Now, to make sure we don't remove fully called SNPs we need to add one more test for r.info.type>0 just to ascertain no SNPs marked as fixed get thrown away (should be slightly faster too)
pigz -c -d /mnt/big/GTEXv6_20151023/GTEx_Analysis_20150112_OMNI_2.5M_5M_450Indiv_chr1to22_genot_imput_info04_maf01_HWEp1E6_ConstrVarIDs.vcf.gz |/usr/bin/time -v ./bin/bio-vcf --timeout 600 --thread-lines 10_000 --filter '((r.info.miss<0.05 and r.info.exp_freq_a1>0.05 and r.info.exp_freq_a1<0.95 and r.info.impinfo>0.7 and r.info.hw<1.0) ? ((r.info.type>0 and r.info.exp_freq_a1>0.05 and r.info.exp_freq_a1<0.95) or lambda { found=r.samples.count { |s| (!s.empty? && s.gl[s.gtindex]==1.0) }.to_f; total=r.samples.count{|s| s.gt!="./."} ; af=found/450 ; af>0.05 and af < 0.95 and found/total>0.3 }.call) : false)' --eval [r.chr,r.pos,r.filter,r.info.EXP_FREQ_A1] > t4a.txt
User time (seconds): 100417.43
System time (seconds): 1114.03
Percent of CPU this job got: 2492%
Elapsed (wall clock) time (h:mm:ss or m:ss): 1:07:53
This is an impressive one-liner which, unlike Perl-style one-liners, is still readable and does a lot of work normally captured in one-off scripts. In the final version we only allow 30% of calls to be imputed.

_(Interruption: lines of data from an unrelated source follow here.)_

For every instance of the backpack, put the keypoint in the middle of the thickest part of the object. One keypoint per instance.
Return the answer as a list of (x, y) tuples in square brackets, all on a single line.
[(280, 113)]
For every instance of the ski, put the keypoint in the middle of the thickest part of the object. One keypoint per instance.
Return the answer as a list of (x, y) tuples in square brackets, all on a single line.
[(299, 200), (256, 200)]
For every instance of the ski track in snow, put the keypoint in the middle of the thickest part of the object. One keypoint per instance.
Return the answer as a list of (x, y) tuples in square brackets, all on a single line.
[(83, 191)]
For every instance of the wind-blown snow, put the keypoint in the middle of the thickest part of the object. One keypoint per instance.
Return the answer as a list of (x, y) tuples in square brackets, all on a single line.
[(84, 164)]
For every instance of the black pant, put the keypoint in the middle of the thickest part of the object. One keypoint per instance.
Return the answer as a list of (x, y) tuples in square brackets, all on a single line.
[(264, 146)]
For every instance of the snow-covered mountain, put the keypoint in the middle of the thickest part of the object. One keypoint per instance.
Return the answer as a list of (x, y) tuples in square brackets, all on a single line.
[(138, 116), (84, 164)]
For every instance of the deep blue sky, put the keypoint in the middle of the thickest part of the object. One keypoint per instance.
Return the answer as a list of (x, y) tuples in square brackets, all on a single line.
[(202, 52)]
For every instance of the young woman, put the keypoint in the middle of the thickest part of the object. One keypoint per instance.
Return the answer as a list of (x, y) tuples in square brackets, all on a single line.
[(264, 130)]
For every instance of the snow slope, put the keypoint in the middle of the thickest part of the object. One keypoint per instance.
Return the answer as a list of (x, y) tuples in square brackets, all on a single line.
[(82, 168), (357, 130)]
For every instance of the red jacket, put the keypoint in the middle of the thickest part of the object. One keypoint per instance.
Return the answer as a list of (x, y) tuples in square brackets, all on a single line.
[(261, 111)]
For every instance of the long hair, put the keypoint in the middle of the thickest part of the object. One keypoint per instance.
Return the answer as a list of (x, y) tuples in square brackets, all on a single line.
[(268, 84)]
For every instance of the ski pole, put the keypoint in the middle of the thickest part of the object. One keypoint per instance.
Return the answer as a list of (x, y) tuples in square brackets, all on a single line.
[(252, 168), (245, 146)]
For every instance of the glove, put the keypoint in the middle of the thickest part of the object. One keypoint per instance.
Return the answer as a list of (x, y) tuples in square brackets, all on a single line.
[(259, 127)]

pigz -c -d /mnt/big/GTEXv6_20151023/GTEx_Analysis_20150112_OMNI_2.5M_5M_450Indiv_chr1to22_genot_imput_info04_maf01_HWEp1E6_ConstrVarIDs.vcf.gz |/usr/bin/time -v ./bin/bio-vcf --timeout 900 --thread-lines 10_000 --filter 'snp_in_range = (r.info.miss<0.05 and r.info.exp_freq_a1>0.05 and r.info.exp_freq_a1<0.95 and r.info.impinfo>0.7 and r.info.hw<1.0) ; (snp_in_range ? ((r.info.type>0 and snp_in_range) or lambda { found=r.samples.count { |s| !s.empty? && s.gl[s.gtindex]==1.0 }.to_f; total=r.samples.count{|s| s.gt!="./."} ; af=found/450 ; af>0.05 and af < 0.95 and found/total>0.7 }.call) : false)' --eval [r.chr,r.pos,r.filter,r.info.EXP_FREQ_A1] -v > t4d.txt
which is now down to 2 million SNPs. That is 1/5th of the original number and 1/3rd of the SNPs used for eQTL analysis in GTEx. Basically it says: filter out all SNPs that have an AF<5% or larger than 95%. We also filter out more than 5% missing genotypes, IMPINFO<0.7 and p(Harvey-Weinberg)=1.0. For imputed SNPs we filter out AF<5% on high-confidence genotypes and we only allow up to 30% of genotypes to be imputed within a SNP call.
Most of the gain came from the last filter!